Hayatımda ilk defa deneyimlemem gereken bir sürü şey vardı. Aynı anda ev işlerinin tümünü üstlenmem, kira ödemem, geçinmem, bütün hayatımı anadilim olmayan bir dille sürdürmem, hiç aşina olmadığım bürokratik süreçleri kavrayıp gerçekleştirmem, param olsa bile aylar süren kağıt işleri hallolmadıkça kendi ülkeme dönememem, bu esnada hem eksikliklerimi kapatıp hem de benden daha zor durumda olan Türkiyelilerle dayanışmam gerekiyordu. Birkaç defa çalışmayı denedim fakat çok az para için çok büyük emek harcamak, zaten yoğun programımı iyice sekteye uğrattı. Mental ve fiziksel sağlığım sık sık bozulmaya başladı. Param yetmediğinden çok az içip, psikolojik durumumdan ötürü çok ve kötü sarhoş olmaya başladım. Çoğu zaman öfkeli ve sessizdim. Sürekli uyuyakalıyordum. Daha önce hiç hissetmediğim bir yalnızlık beni yavaş yavaş yutmaya başladı. Denedim, olmadı, denemeyi bıraktım. Kalan son enerjimle tezimi teslim edip, mezun olmayı başardım. Son altı ay yalnızca gün saydım, ne olur artık bitsin diye. Döndükten sonra toparlanmam orada geçirdiğim vakitten daha uzun sürdü.

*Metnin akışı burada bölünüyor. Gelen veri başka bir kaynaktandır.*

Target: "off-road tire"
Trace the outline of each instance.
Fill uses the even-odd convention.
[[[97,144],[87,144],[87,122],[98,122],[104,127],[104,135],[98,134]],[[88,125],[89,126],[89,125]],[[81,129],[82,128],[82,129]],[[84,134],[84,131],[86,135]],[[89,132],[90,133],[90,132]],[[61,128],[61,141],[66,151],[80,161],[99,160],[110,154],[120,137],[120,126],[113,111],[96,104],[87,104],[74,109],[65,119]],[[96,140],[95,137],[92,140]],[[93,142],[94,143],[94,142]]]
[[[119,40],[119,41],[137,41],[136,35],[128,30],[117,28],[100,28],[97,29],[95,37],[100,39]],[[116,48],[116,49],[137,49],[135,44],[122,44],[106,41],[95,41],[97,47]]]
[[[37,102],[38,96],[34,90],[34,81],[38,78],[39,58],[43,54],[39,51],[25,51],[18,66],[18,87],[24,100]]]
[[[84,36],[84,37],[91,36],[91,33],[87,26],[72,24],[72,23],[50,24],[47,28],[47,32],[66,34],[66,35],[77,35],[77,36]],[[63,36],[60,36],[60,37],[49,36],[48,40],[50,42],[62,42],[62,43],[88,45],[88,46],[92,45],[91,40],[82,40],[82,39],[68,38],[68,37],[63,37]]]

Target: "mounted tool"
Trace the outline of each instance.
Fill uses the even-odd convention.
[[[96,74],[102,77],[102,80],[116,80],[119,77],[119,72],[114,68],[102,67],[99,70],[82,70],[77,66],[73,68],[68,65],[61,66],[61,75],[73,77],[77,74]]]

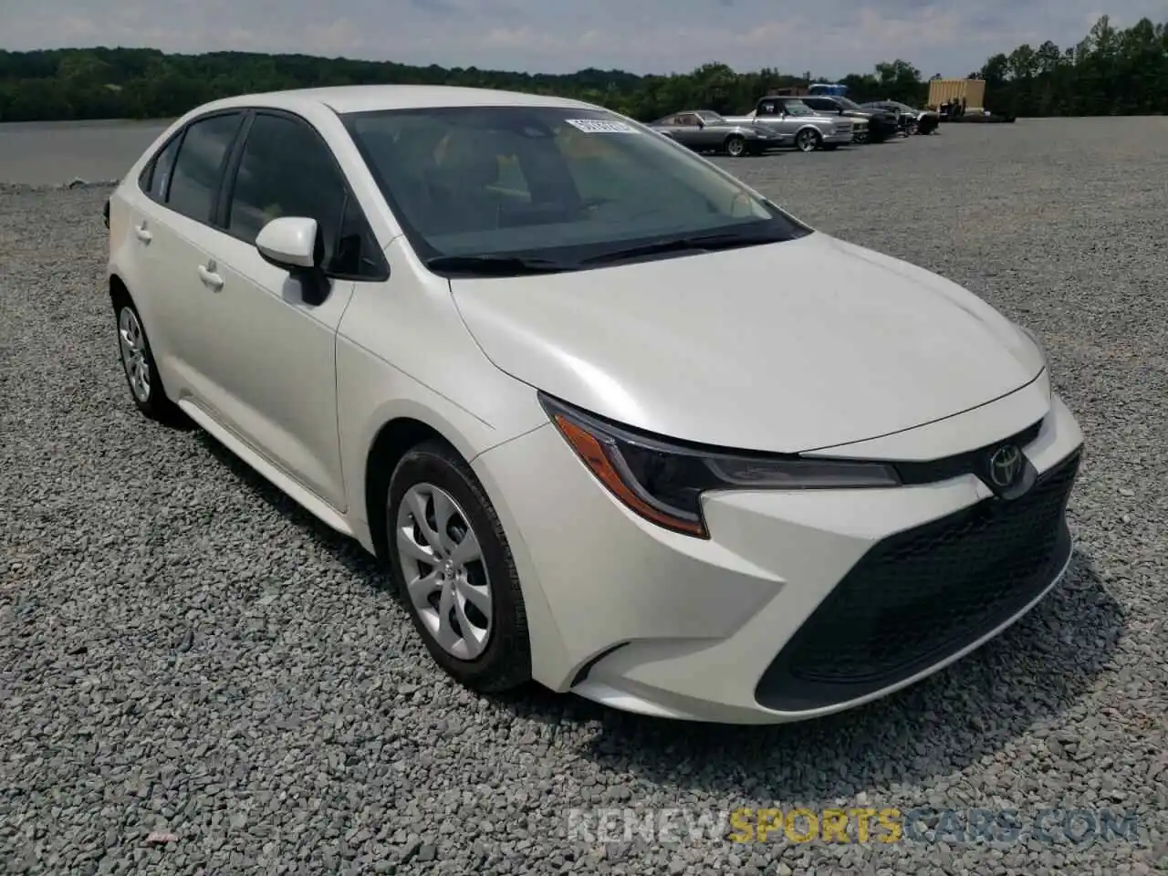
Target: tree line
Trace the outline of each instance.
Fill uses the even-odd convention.
[[[937,78],[936,76],[933,78]],[[1168,111],[1168,25],[1126,29],[1099,19],[1077,46],[1044,42],[990,57],[969,78],[986,81],[987,109],[1013,116],[1153,114]],[[819,79],[823,81],[823,79]],[[904,60],[840,79],[856,100],[926,102],[929,82]],[[745,112],[774,88],[808,84],[777,69],[737,72],[708,63],[690,74],[621,70],[545,75],[411,67],[392,62],[216,51],[91,48],[0,51],[0,121],[172,118],[221,97],[355,84],[465,85],[559,95],[652,120],[681,109]]]

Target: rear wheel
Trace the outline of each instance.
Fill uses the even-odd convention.
[[[819,135],[818,131],[812,131],[809,127],[805,127],[795,137],[795,148],[800,152],[814,152],[819,148],[819,144],[822,138]]]
[[[160,423],[175,423],[181,418],[178,405],[172,402],[162,388],[154,354],[151,352],[146,329],[142,328],[138,308],[124,299],[114,307],[118,320],[118,353],[121,369],[126,375],[130,396],[138,410],[151,419]]]

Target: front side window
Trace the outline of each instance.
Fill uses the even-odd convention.
[[[243,113],[232,112],[199,119],[187,127],[166,199],[172,210],[210,222],[228,152],[242,121]]]
[[[326,270],[360,274],[375,249],[325,141],[304,121],[260,112],[239,155],[227,230],[255,243],[263,227],[280,216],[317,220]]]
[[[522,256],[562,265],[633,242],[808,232],[774,204],[602,110],[439,107],[345,117],[424,259]]]

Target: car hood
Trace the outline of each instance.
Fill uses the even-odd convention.
[[[889,434],[994,401],[1044,367],[960,286],[819,232],[451,290],[513,377],[723,447],[797,453]]]

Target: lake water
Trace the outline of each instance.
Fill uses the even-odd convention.
[[[168,125],[166,120],[0,124],[0,182],[121,179]]]

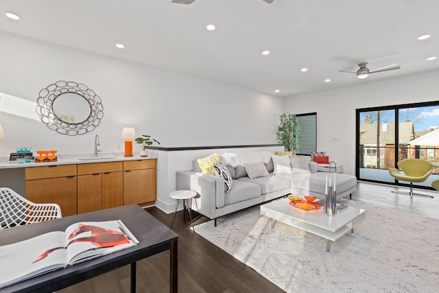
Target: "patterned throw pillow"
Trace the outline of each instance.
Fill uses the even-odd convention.
[[[274,154],[278,156],[296,156],[296,151],[292,150],[291,152],[282,152],[280,150],[276,150],[274,152]]]
[[[291,170],[294,174],[311,173],[309,159],[306,156],[290,156]]]
[[[232,188],[232,176],[227,169],[227,167],[222,162],[218,162],[213,165],[213,171],[216,176],[224,179],[224,191],[228,192]]]
[[[197,160],[201,172],[210,175],[215,175],[213,165],[221,161],[221,157],[218,154],[213,154],[206,158]]]
[[[324,156],[324,152],[311,152],[311,161],[314,161],[314,156]]]
[[[263,162],[248,163],[244,164],[244,167],[250,179],[270,176]]]

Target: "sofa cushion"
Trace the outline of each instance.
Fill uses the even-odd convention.
[[[218,162],[213,165],[215,175],[222,177],[224,179],[224,191],[228,192],[232,188],[232,176],[227,169],[227,167],[221,162]]]
[[[257,184],[235,180],[230,191],[224,194],[224,205],[259,197],[261,191],[261,186]]]
[[[270,192],[278,191],[282,189],[289,188],[289,178],[281,176],[270,176],[267,177],[259,177],[256,179],[250,179],[248,177],[241,177],[236,181],[246,181],[257,184],[261,186],[262,194],[270,194]]]
[[[247,171],[246,171],[246,168],[244,167],[244,166],[238,166],[236,168],[235,168],[235,174],[237,178],[241,178],[241,177],[246,177],[247,176]]]
[[[273,154],[272,156],[272,159],[273,159],[274,174],[291,174],[291,163],[289,162],[289,156],[278,156],[276,154]]]
[[[218,154],[212,154],[206,158],[197,160],[201,172],[210,175],[214,175],[213,165],[221,161],[221,157]]]
[[[251,179],[270,176],[265,165],[262,161],[257,163],[247,163],[244,165],[244,167],[246,167],[246,171],[247,172],[247,174],[248,174],[248,177]]]
[[[309,169],[309,159],[306,156],[290,156],[289,162],[291,163],[292,174],[303,174],[311,173]]]

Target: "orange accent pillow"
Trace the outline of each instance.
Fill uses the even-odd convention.
[[[329,164],[329,156],[314,156],[314,162],[318,164]]]

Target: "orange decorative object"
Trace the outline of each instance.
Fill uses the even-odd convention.
[[[307,200],[307,202],[313,202],[314,200],[316,200],[316,198],[317,198],[316,196],[311,197],[311,196],[305,196],[304,198],[305,200]]]
[[[125,156],[132,156],[132,141],[125,141]]]
[[[309,211],[311,209],[319,209],[322,207],[322,206],[318,204],[309,202],[307,200],[289,202],[289,205],[291,205],[292,207],[296,207],[298,209],[305,210],[305,211]]]

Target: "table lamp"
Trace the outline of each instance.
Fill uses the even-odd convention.
[[[1,124],[0,123],[0,139],[5,138],[5,132],[3,131],[3,127],[1,127]]]
[[[125,139],[125,156],[132,156],[132,141],[136,138],[134,128],[124,127],[121,138]]]

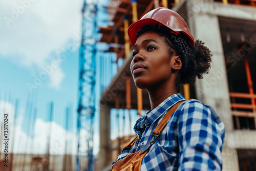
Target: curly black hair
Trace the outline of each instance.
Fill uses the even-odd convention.
[[[176,89],[180,84],[194,83],[198,77],[203,78],[203,74],[208,73],[210,67],[211,54],[209,49],[204,46],[204,43],[197,40],[195,47],[189,41],[187,37],[183,33],[176,35],[169,32],[166,27],[146,26],[139,32],[137,37],[148,31],[153,31],[163,37],[164,41],[171,48],[172,55],[174,50],[177,55],[180,55],[182,63],[176,80]]]

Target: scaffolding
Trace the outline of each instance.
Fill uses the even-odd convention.
[[[93,120],[95,111],[94,89],[97,33],[97,4],[96,1],[89,2],[84,0],[82,10],[82,38],[79,52],[79,101],[77,110],[78,145],[76,170],[80,170],[81,169],[83,170],[94,170]],[[82,131],[86,133],[86,137],[81,134]],[[84,159],[82,159],[83,157]],[[83,162],[85,160],[88,161],[88,167],[84,166]]]

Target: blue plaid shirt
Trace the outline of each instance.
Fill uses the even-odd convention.
[[[171,107],[184,100],[179,93],[174,94],[139,119],[134,128],[138,139],[131,149],[123,150],[117,160],[150,147],[141,170],[221,170],[224,125],[211,107],[197,100],[181,104],[156,143],[149,146],[161,120]]]

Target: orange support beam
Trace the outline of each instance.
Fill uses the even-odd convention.
[[[130,76],[126,76],[126,108],[131,109],[131,77]]]
[[[184,98],[186,100],[190,99],[190,92],[189,90],[189,84],[183,84]]]
[[[246,71],[246,77],[247,78],[247,84],[249,88],[249,92],[251,95],[254,95],[253,92],[253,84],[251,80],[251,73],[250,72],[250,68],[249,67],[249,62],[248,62],[247,55],[245,55],[244,56],[244,65],[245,66],[245,71]],[[251,104],[255,106],[255,99],[253,97],[251,98]],[[255,109],[253,109],[254,112],[255,112]]]
[[[142,90],[137,88],[137,99],[138,101],[138,115],[140,117],[141,115],[141,110],[142,110]]]
[[[243,98],[256,98],[256,94],[250,94],[242,93],[229,93],[229,96],[232,97]]]
[[[133,22],[138,20],[138,14],[137,13],[137,1],[133,1],[132,2],[132,7],[133,9]]]
[[[248,104],[242,104],[242,103],[231,103],[231,107],[233,108],[239,109],[253,109],[256,110],[256,105]]]
[[[159,7],[159,0],[152,0],[152,1],[151,1],[151,2],[152,2],[153,1],[154,1],[154,6],[155,8],[157,8]],[[142,15],[142,16],[143,16],[143,15]]]
[[[222,0],[222,3],[223,3],[223,4],[226,4],[228,3],[227,0]]]
[[[127,32],[127,30],[129,27],[129,22],[128,21],[128,18],[127,17],[125,17],[123,20],[123,25],[124,27],[124,49],[125,53],[125,57],[129,56],[130,53],[130,39],[129,36],[128,36],[128,33]]]
[[[168,0],[162,0],[163,7],[168,8]]]

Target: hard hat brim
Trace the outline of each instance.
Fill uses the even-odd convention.
[[[140,20],[139,20],[132,24],[128,28],[127,31],[128,32],[128,35],[129,36],[131,42],[132,42],[132,45],[133,45],[133,46],[134,46],[135,45],[137,38],[138,38],[138,33],[142,29],[143,27],[147,25],[156,24],[165,26],[166,27],[170,29],[170,32],[176,35],[178,35],[180,33],[183,33],[183,34],[185,34],[188,37],[188,38],[189,38],[189,41],[191,42],[192,45],[193,46],[195,46],[195,42],[193,37],[192,37],[191,35],[188,35],[186,33],[187,30],[188,30],[189,31],[188,29],[186,28],[184,28],[184,29],[175,29],[173,28],[171,28],[169,26],[166,26],[164,24],[163,24],[163,23],[161,23],[156,20],[156,19],[148,18],[141,19]],[[186,30],[186,29],[187,29],[187,30]]]

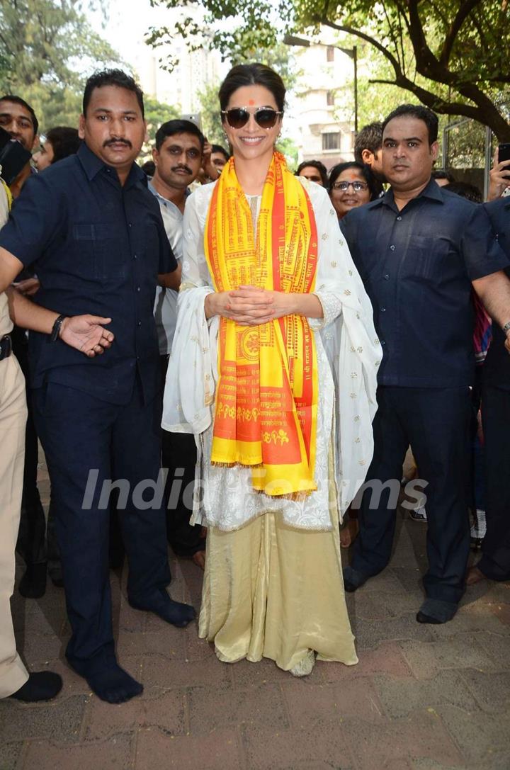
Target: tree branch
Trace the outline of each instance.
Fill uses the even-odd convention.
[[[457,15],[451,22],[450,28],[448,29],[446,37],[445,38],[445,42],[443,43],[443,47],[439,56],[439,64],[442,67],[448,67],[450,63],[451,51],[457,38],[457,35],[460,32],[461,27],[471,12],[477,5],[479,5],[481,2],[481,0],[468,0],[467,2],[465,2],[461,5],[457,12]]]

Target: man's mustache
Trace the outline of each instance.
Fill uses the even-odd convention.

Kampanyayla 25 sente mozarella ve çok ucuza kaliteli şarap, fırından taze kruvasan almak vs. elbette özlediğim şeyler. Ama bunları Paris’te “Türk Mahallesi”nde dereotu bulunca mutluluktan ağladığım, beyaz peynir bulamayıp Feta’ya tamah ettiğim günlerin abartılı coşkusuyla kıyaslayamıyorum.

Üstelik varsayılanın aksine Fransa’da sokaklarda neredeyse hiçbir zaman rahat da yürüyemedim. Evime hemen her dönüşümde laf atma, takip ve tacizle yüzleştim. Bir dile akademik hakimiyetiniz, aksanınızın ne kadar iyi olduğu falan o dilde öz savunma yapabilmek için çok yetersizmiş. Hayatımda ilk kez, tacize defalarca kez susmak zorunda kaldım. Bir gün neye sinirlendiğini bilmediğim bir evsizden ufak bir yumruk yedim. Bir ara hastalandım, sesim tamamen kısıldı ve bir eczaneye pastil almaya gittim, eczacı bana reçete sorup doktora gitmedim diye ilaç yerine çok pahalı bir bal satmaya çalıştı. Bankadan mesai saatleri dışında para çekemediğim için defalarca zor duruma düştüm. Kendileri için çok genelgeçer bilgi ve imkanların yabancılara aynı erişilebilirlikte olduğunu bilmeyen kimi Fransızlar beceremediğim şeylerle ara sıra dalga geçti. Küçük bir işlem için dört beş saatlik sıraları ayakta beklemem gerekti. Yabancı olunca oranın yerlilerinin üzerine bile düşünmediği sıkıntılar yaşandığını ayrıcalıklı ve kağıtlı bir göçmen olarak deneyimledim. 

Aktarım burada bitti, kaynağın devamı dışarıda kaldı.